I met Beth Engleman (@Momonastring) back in 2002 when we worked together on a project at LeapFrog. Smart woman. Quick to smile. Liked her immediately. Twelve years later she’s rocking it out at MommyOnAShoeString.com.
Last Friday Beth kindly hosted a stop on The Girls’ Q&A Book on Friendship blog tour and challenged me with sticky questions from 4th-7th graders. This one touched my heart:
M: I am in 5th grade and my best friend since 1st grade is now hanging out with a new girl who moved to our school this year. They often don’t include me. What should I do to get my BFF back?
Annie: It can be very upsetting when someone you were once so close to now acts like the friendship isn’t important. It can be disappointing and confusing when a friend doesn’t treat you with the care and respect you deserve. It can also hurt when someone “new” shows up and seems to be taking your place in your friend’s heart.

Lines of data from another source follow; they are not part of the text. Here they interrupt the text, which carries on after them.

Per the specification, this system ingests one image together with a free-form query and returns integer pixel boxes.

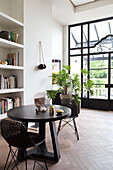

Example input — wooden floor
[0,109,113,170]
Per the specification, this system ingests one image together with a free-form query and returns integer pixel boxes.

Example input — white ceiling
[52,0,113,25]
[71,0,95,6]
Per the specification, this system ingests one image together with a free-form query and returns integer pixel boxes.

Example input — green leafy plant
[47,65,93,104]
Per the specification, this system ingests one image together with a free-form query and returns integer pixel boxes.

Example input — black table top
[7,105,71,122]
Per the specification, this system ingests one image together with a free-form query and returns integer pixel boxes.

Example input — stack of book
[0,75,17,89]
[0,97,21,115]
[6,52,19,66]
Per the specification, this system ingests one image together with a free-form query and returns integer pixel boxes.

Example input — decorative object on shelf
[0,61,8,65]
[0,74,17,89]
[52,59,61,84]
[38,41,46,70]
[49,106,55,114]
[0,31,10,41]
[10,31,18,43]
[7,52,19,66]
[34,92,46,111]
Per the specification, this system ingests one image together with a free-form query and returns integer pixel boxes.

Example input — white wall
[24,0,52,104]
[52,20,63,61]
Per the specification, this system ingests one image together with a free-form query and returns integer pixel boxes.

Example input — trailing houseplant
[47,65,93,104]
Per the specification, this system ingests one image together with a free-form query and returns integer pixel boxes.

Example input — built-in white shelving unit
[0,0,24,120]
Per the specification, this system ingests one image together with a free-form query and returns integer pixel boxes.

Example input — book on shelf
[0,75,17,89]
[6,52,19,66]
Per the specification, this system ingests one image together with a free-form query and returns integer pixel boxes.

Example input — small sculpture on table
[34,92,47,112]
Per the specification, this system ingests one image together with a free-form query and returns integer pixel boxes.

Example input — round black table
[7,105,71,162]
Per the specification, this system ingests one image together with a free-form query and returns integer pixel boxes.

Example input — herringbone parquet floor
[0,109,113,170]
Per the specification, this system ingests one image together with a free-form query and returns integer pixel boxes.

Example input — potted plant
[47,65,92,111]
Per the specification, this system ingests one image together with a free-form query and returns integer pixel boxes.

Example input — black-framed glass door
[68,17,113,110]
[82,52,113,110]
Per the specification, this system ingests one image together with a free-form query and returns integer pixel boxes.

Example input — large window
[69,18,113,103]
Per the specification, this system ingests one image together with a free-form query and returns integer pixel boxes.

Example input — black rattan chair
[1,119,48,170]
[57,99,80,140]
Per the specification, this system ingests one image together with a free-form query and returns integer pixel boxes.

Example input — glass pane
[90,54,108,69]
[70,26,81,48]
[108,19,113,34]
[70,56,81,77]
[83,25,88,47]
[70,49,81,55]
[83,87,87,98]
[83,56,88,70]
[90,24,98,46]
[89,85,108,99]
[90,69,108,84]
[110,88,113,99]
[90,20,113,47]
[111,54,113,68]
[110,69,113,84]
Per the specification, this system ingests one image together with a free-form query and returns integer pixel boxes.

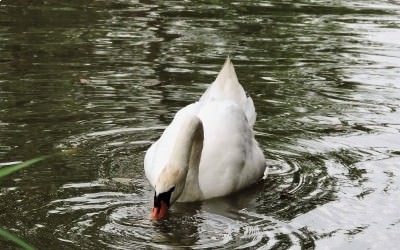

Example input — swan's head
[151,166,187,220]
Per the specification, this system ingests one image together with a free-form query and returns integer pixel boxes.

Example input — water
[0,0,400,249]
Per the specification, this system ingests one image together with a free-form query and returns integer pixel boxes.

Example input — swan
[144,57,267,220]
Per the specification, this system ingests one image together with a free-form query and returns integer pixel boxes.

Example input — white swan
[144,57,266,219]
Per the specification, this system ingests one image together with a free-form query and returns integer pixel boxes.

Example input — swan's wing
[200,57,256,127]
[195,101,265,198]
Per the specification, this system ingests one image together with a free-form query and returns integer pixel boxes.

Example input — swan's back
[200,57,257,128]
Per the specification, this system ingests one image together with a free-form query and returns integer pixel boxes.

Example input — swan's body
[144,58,265,218]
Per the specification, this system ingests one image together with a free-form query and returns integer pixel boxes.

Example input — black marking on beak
[154,187,175,210]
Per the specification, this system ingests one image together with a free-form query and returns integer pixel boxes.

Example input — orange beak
[151,201,168,220]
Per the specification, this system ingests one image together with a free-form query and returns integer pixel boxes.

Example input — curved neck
[170,116,204,200]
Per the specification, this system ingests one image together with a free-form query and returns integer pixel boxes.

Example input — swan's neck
[168,115,204,200]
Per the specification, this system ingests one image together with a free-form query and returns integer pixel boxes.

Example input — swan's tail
[200,56,257,127]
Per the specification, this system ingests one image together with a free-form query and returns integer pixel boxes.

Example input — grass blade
[0,228,36,250]
[0,156,48,178]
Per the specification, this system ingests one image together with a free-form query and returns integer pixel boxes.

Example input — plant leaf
[0,156,48,178]
[0,228,36,250]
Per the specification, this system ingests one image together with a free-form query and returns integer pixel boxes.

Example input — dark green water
[0,0,400,249]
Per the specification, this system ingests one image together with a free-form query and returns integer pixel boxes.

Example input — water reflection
[0,0,400,249]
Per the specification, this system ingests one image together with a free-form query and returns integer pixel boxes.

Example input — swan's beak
[151,187,175,220]
[151,200,168,220]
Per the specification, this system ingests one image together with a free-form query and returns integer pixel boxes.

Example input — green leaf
[0,156,48,178]
[0,228,36,250]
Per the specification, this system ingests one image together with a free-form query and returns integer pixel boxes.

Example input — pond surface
[0,0,400,249]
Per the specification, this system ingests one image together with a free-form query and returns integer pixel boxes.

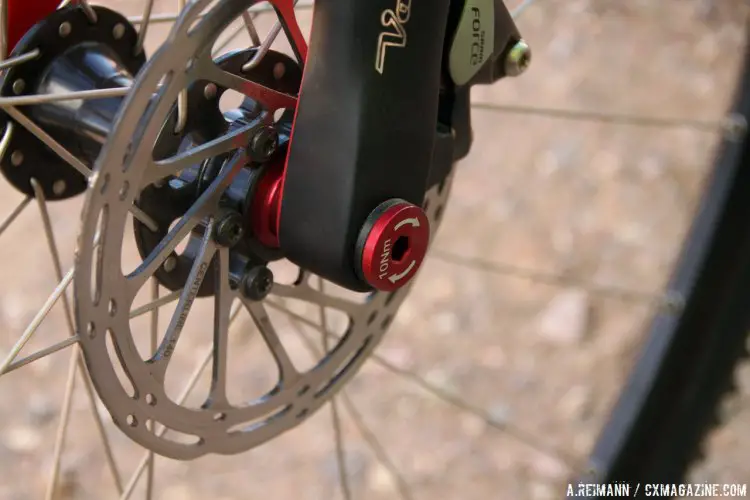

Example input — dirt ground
[0,0,750,500]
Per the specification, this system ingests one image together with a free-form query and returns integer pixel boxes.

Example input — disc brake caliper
[254,0,520,291]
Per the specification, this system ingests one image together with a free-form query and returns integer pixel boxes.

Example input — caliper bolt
[214,212,245,247]
[504,40,531,76]
[242,266,273,302]
[249,127,279,162]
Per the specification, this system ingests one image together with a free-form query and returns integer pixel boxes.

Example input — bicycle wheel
[3,1,748,499]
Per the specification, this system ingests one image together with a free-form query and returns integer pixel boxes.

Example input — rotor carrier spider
[0,0,528,459]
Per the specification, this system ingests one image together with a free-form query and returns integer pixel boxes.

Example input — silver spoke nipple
[162,255,177,273]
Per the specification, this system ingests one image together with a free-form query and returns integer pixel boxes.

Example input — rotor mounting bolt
[504,40,531,76]
[57,21,73,38]
[10,149,24,167]
[357,199,430,292]
[203,83,219,100]
[13,78,26,95]
[52,179,68,196]
[112,23,125,40]
[162,255,177,273]
[242,266,273,302]
[249,127,279,162]
[214,212,245,247]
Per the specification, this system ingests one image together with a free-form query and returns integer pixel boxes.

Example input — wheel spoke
[31,179,122,498]
[285,311,414,500]
[120,304,242,500]
[134,0,154,55]
[240,296,299,384]
[430,250,676,309]
[151,219,216,381]
[242,11,260,47]
[0,0,8,61]
[0,197,31,235]
[127,155,245,290]
[148,121,260,186]
[271,281,358,313]
[316,277,352,500]
[207,248,234,409]
[44,353,78,500]
[0,86,130,107]
[0,268,74,374]
[5,106,91,177]
[78,0,99,24]
[242,0,307,71]
[0,48,41,71]
[266,301,577,470]
[195,56,297,113]
[471,102,728,133]
[0,335,79,375]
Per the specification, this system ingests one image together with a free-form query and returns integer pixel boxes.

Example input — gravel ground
[0,0,750,500]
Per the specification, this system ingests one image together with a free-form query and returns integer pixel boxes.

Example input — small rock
[378,346,415,370]
[537,289,590,344]
[488,403,512,425]
[461,413,487,438]
[479,346,508,370]
[432,312,460,335]
[159,485,193,500]
[3,425,42,453]
[530,453,569,481]
[323,450,369,486]
[28,394,57,426]
[367,463,396,493]
[560,385,591,421]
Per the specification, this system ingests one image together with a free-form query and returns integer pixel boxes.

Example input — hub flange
[0,6,146,200]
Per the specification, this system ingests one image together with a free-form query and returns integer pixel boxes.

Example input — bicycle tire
[580,25,750,490]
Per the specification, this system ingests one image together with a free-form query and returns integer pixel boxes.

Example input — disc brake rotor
[75,0,450,459]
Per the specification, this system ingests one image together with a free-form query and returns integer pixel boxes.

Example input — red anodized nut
[357,199,430,292]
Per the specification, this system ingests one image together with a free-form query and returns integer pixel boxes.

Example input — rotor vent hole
[105,329,136,398]
[391,236,409,263]
[315,335,372,398]
[91,205,109,306]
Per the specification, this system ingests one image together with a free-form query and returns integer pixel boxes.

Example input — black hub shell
[133,48,302,297]
[0,6,146,200]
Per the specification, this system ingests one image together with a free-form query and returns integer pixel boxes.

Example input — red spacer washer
[357,199,430,292]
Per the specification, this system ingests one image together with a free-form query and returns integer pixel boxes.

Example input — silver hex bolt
[505,40,531,76]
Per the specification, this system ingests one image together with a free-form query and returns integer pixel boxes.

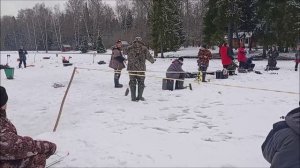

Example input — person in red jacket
[0,86,56,168]
[220,43,236,75]
[238,44,247,69]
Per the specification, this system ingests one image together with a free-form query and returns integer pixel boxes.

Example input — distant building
[62,44,72,52]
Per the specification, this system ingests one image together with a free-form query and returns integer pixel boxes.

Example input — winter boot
[137,86,145,101]
[130,86,137,101]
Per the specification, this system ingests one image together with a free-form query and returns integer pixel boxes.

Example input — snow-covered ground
[1,48,299,167]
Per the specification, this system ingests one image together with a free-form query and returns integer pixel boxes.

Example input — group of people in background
[109,37,300,97]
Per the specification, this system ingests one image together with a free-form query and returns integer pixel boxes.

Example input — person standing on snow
[0,86,56,168]
[109,40,126,88]
[238,44,248,69]
[261,107,300,168]
[126,37,155,101]
[197,45,212,82]
[267,46,279,70]
[166,57,185,90]
[220,43,236,75]
[295,47,300,71]
[19,46,28,68]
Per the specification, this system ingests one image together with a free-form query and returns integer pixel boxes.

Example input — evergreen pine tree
[80,38,89,53]
[151,0,185,57]
[96,36,106,53]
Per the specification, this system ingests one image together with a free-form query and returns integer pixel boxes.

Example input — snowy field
[1,49,299,167]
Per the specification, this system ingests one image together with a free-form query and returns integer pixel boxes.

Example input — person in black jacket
[19,46,28,68]
[261,107,300,168]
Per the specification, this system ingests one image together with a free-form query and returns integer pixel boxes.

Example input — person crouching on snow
[166,57,185,90]
[109,40,126,88]
[0,86,56,168]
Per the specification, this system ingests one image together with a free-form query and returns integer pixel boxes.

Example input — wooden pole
[53,67,77,132]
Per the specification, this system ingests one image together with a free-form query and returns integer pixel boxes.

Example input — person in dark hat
[0,86,56,168]
[109,40,126,88]
[166,57,185,90]
[197,45,212,82]
[19,46,28,68]
[127,37,155,101]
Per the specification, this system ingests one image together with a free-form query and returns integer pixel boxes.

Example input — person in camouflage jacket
[126,37,155,101]
[109,40,126,88]
[0,86,56,168]
[197,45,212,82]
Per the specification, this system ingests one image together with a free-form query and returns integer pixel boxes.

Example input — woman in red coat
[238,45,247,69]
[220,43,232,69]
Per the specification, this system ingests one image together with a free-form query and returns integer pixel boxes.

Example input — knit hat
[0,86,8,108]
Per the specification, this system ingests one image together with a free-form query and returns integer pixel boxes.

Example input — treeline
[1,0,208,52]
[204,0,300,52]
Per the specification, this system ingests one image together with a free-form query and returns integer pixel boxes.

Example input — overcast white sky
[0,0,116,16]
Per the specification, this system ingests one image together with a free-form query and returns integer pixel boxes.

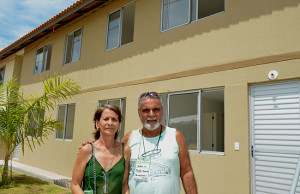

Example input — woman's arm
[71,144,92,194]
[122,144,131,194]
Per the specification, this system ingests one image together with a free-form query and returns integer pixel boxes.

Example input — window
[161,88,224,152]
[0,66,5,84]
[56,104,75,140]
[64,29,82,64]
[106,2,135,50]
[161,0,225,31]
[99,98,126,141]
[27,108,45,137]
[34,44,52,74]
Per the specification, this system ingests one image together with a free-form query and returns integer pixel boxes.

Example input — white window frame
[160,0,226,32]
[98,98,126,142]
[165,87,225,155]
[33,43,52,75]
[105,1,135,51]
[55,103,76,141]
[0,66,6,84]
[63,27,83,65]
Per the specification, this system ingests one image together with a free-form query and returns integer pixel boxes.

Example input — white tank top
[128,127,180,194]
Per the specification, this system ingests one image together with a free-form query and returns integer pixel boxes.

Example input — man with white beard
[122,92,197,194]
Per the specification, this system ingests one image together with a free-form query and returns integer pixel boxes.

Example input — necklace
[142,125,163,157]
[102,142,116,194]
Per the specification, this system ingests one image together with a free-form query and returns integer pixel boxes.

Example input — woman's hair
[93,104,123,140]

You seem to think that you can do something to get your BFF “back.” Maybe if you had a magic wand and a handy spell you might be able to turn the friendship back to the way it was. That would be cool, but that’s not going to happen. You don’t need me to tell you that there are no such things as wands and spells. Your friend has her own thoughts and feelings and there is nothing you can do to get her to “include” you unless she chooses to do it!
But even without magic, you are not powerless. There are always options for improving a situation, especially for lightening up the heavy way you feel right now. You are hurting. You may also be feeling jealous (of the new girl) and/or lonely. If your goal is to feel better, then you could talk to your friend (privately and calmly… you don’t need an audience or any drama). You might say something like this, “I really miss hanging out with you. I miss the good times we used to have. I feel left out when you and _____ do stuff without me.” That’s the truth and it is often empowering to speak the truth. Saying the words will give your friend something to think about. If the friendship grows stronger, then it was a good thing that you spoke up for yourself. If things between you do not change and the girls continue not including you, then it was still good that you spoke up. Now you know that you deserve to be treated with respect. Take what you’ve learned and be on the look-out for new friends. Good luck!
Check out the rest of Beth’s Q’s and my A’s and the rest of the blog tour.
Annie, you are the best! Calm cool collected. I may sound like a teen girl, but I’m a 57 year old father. And you always know what you are talking about.
Comment by William Passero — October 29, 2014 @ 8:47 am
Thanks for that vote of confidence, Billy. You are clearly an awesome dad to be interested in girls’ friendship challenges. How lucky for your children!